What Actually Would Have Stopped This — Specific Controls, Not a Checklist

Generic advice like "audit your dependencies" would not have blocked this attack. Here's what the postmortem and security researchers identify as the specific controls that matter. **Pin workflow permissions tightly.** The `pull_request_target` trigger is the root of the Pwn Request pattern. Workflows that handle pull requests from forks should never run with write permissions or access to secrets. This is a configuration choice, not a product purchase. **Enforce network egress allowlists in CI.** StepSecurity's Harden-Runner tool detects anomalous outbound network traffic from GitHub Actions runners. The C2 domain used by the malware was added to StepSecurity's global block list after detection. An egress allowlist would have flagged or blocked the exfiltration traffic at the runner level. **Implement a package version cooldown.** StepSecurity's Secure Registry holds newly published package versions for a configurable window before allowing them into builds.

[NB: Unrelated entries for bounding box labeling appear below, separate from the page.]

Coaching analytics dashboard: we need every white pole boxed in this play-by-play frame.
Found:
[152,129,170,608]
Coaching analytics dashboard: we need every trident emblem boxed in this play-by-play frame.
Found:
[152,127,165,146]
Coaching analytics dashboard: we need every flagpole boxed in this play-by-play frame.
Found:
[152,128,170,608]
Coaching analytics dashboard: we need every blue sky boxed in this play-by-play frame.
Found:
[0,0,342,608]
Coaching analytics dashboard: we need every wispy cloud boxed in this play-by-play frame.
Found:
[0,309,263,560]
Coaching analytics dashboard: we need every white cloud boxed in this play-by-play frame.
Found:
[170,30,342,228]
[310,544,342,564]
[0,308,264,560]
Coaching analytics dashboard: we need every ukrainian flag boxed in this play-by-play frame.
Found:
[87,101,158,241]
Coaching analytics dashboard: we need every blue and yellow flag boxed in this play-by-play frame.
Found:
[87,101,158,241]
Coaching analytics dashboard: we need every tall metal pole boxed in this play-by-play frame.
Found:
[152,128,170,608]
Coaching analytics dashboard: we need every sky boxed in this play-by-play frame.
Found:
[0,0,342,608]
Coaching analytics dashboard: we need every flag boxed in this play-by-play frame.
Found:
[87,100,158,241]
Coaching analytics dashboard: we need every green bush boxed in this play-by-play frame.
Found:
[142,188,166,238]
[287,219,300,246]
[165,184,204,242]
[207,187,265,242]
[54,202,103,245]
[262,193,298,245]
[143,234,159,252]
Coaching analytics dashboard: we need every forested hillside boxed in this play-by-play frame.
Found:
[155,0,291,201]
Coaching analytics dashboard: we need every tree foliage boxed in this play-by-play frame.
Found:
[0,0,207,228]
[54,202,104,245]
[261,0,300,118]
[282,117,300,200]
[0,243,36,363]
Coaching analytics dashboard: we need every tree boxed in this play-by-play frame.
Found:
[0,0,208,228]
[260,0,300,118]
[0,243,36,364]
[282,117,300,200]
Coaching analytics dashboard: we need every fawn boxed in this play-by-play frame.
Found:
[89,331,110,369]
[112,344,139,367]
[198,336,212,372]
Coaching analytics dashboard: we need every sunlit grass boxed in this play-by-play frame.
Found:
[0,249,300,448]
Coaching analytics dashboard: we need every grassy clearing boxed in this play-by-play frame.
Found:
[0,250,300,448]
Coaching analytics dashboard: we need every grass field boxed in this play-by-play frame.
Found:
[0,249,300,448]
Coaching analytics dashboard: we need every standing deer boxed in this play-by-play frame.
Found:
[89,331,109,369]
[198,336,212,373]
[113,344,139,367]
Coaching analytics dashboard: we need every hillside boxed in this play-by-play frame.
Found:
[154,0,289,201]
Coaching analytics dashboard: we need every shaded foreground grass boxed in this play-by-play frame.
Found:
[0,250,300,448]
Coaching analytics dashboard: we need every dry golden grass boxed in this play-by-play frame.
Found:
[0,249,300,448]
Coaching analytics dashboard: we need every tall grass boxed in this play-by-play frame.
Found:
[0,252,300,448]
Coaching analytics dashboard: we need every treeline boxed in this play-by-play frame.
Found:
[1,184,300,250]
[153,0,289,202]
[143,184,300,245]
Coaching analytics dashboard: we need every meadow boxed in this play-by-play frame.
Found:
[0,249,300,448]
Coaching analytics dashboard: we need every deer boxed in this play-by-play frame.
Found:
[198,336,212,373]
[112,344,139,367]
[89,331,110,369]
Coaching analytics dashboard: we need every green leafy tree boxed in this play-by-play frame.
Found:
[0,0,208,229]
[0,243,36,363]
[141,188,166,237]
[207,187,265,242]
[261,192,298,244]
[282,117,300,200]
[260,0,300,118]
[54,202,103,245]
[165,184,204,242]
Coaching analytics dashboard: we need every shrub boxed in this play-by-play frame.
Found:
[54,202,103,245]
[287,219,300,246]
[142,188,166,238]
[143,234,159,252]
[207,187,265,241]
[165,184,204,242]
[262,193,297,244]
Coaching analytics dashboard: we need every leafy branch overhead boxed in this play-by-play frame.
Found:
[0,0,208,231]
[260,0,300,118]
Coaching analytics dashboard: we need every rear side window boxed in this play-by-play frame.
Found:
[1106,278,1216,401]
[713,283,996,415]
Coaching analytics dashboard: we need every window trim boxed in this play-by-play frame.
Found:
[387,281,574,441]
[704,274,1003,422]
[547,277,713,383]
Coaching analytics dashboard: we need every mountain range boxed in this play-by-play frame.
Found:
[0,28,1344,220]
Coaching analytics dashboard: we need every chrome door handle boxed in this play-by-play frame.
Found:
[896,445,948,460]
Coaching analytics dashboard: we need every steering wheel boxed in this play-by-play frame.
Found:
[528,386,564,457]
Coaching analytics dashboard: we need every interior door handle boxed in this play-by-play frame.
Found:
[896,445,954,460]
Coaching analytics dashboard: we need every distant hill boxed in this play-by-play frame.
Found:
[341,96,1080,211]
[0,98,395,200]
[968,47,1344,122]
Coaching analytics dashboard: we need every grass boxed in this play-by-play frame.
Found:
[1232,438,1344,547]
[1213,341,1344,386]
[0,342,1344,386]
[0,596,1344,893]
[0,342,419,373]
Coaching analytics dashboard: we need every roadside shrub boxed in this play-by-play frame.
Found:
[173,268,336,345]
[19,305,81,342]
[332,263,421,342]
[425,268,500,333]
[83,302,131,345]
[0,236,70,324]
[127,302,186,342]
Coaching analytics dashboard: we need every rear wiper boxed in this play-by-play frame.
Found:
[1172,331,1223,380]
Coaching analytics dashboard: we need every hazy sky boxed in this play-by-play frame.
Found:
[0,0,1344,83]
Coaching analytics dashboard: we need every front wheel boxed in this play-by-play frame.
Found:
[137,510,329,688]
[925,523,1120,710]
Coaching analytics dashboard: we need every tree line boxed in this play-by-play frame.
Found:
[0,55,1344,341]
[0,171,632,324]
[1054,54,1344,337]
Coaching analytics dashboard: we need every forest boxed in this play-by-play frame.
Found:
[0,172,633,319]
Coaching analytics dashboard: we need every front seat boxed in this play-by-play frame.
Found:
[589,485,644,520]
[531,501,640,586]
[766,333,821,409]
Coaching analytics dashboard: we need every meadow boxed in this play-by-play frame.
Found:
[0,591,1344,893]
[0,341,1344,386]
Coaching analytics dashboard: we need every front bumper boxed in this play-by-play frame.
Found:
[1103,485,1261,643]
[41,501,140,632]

The TanStack malicious versions existed in npm for a matter of hours before deprecation — a cooldown period would have meant most teams never pulled them. **Check your lock files now.** StepSecurity recommends checking `package-lock.json`, `pnpm-lock.yaml`, and `yarn.lock` for any compromised @tanstack versions published on May 11, 2026. If your environment ran `npm install`, `pnpm install`, or `yarn install` against an affected version on that date, GitHub's advisory is unambiguous: treat the entire install environment as compromised and rotate every secret accessible from that host — but isolate the environment before you do, given the dead-man's switch. **Understand what SLSA provenance actually guarantees.** Valid attestations mean the pipeline was legitimate. They say nothing about whether the code entering that pipeline was safe. Teams that treated SLSA as a final safety check discovered its actual scope the hard way on May 11.

What Actually Would Have Stopped This — Specific Controls, Not a Checklist

What to Watch Next

StepSecurity detected and reported the TanStack compromise within 20 minutes, which limited the blast radius significantly — GitHub published a security advisory at 21:30 UTC, roughly two hours after the first malicious publish. That response speed is genuinely impressive, but it also reveals how narrow the margin was: 84 malicious versions reached Mistral AI, UiPath, and others within that same window. Three things are worth watching as this campaign continues to evolve. First, the full blast radius of wave four is still being mapped — at the time of reporting, Socket Security had flagged 416 total packages across npm and PyPI, and the Mistral AI PyPI package was quarantined. Second, TeamPCP's use of AI coding agent persistence (targeting Claude Code and VS Code in wave three) signals that the attack surface is expanding beyond CI/CD pipelines into developer workstations in a more persistent way. Third, the fact that wave four achieved valid SLSA Build Level 3 attestations means the security community needs an honest conversation about what supply chain provenance tooling can and cannot guarantee — because right now, it's being sold as a stronger guarantee than it actually is.